Making its debut at Cannes, the Polish auteur’s elegant new film is a father-daughter drama at the outset of the Cold War
Is there a better actor in the world right now than Sandra Hüller? The German star broke through with her nerveless performance in Toni Erdmann (2016), ascending to a higher plane of artistry with stellar performances in Anatomy of a Fall and The Zone of Interest, both of which premiered at Cannes Film Festival in 2023.
She’s wonderful again in Fatherland, perfecting a stare that is somewhere between pity and bottomless scorn as Erika Mann, the writer, theatre performer and strident anti-Nazi campaigner returned to the ruins of Germany with her dad, the Pulitzer prize-winning author Thomas Mann. It’s another poetic and incisively layered drama from Polish auteur Paweł Pawlikowski, capping (after Ida and Cold War) a loose trilogy of films charting the chaos and “moral confusion” of post-war Europe with the deftest of touches.
The drama unfolds in 1949, when Mann travelled to Germany from his home in exile in the US to accept an award on the occasion of Goethe’s 200th birthday. East and West Germany have been carved up by the Allies; amid mounting Cold War tensions, the author gives speeches in both to emphasise the unity of German culture in this newly divided landscape. Before all that, though, Pawlikowski gives us a prologue: Mann’s son Klaus (August Diehl), in a seemingly terrible state, speaks to Erika over the phone. “They wrecked everything,” he complains bitterly to his sister, “now they want him to ease their consciences.”
Played with gimlet-eyed intensity by Hüller, Erika also suspects that the visit is a terrible idea. But she agrees to tag along in support of her father, setting the scene for a road trip of sorts between West and East Germany in which family and national trauma are as one. (In this much, at least, Pawlikowski’s film is pure fiction; the trip was a source of bitter argument between the pair in real life, and Erika refused to attend.)
The author’s speech in Frankfurt is met with rapturous applause, but a look around the room reveals an uneasy picture. The celebrations brim with society figures complicit in the crimes of the Nazis; in one great moment, Thomas gives short shrift to Wagner’s grandsons, Wolfgang and Wieland, who entreat him to help restore the composer’s reputation by lobbying for the return of the Bayreuth festival. He replies curtly that their mother should be tried in the Hague.
Hanns Zischler – a star of the New German cinema through his work with Wim Wenders – gives a fine performance as Thomas, his solemn conviction in the trip’s importance sliding into uncertainty as events unfold. Ultimately, though, the film belongs to Erika.

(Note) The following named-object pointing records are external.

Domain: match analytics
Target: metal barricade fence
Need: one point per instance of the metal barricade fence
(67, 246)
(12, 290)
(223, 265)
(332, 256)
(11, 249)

It’s her eyes we are invited to see through, her disgust palpable as she surveys the crowd of dignitaries while remarking to a journalist friend, “Just imagine what they were up to five years ago.” Her impatience with the trip comes to a head with a devastating piece of family news that reveals her father’s coldness on the issues closest to home, Erika berating him for the pomposity of his “Olympian wisdom and elegant phrases”.
There is history here, too, that is only really hinted at by Pawlikowski’s film, beautifully rendered in the same Academy aspect, black-and-white photography that cinematographer Łukasz Żal brought to Ida and Cold War. A Weimar-era bohemian who poured her creativity into fierce political engagement, it was Erika who, when Thomas moved to the US at the onset of the war, encouraged him to broadcast speeches to the German people via the BBC. Thomas, for all his avowed hatred of the Nazis, still clings to the idea that there is something inherently noble in the German “soul”; Erika sees only horror. It’s her commitment that Pawlikowski seems to admire most, and is the heart and soul of this film, a moving family drama and timely inquisition into the uneasy relationship between art and politics.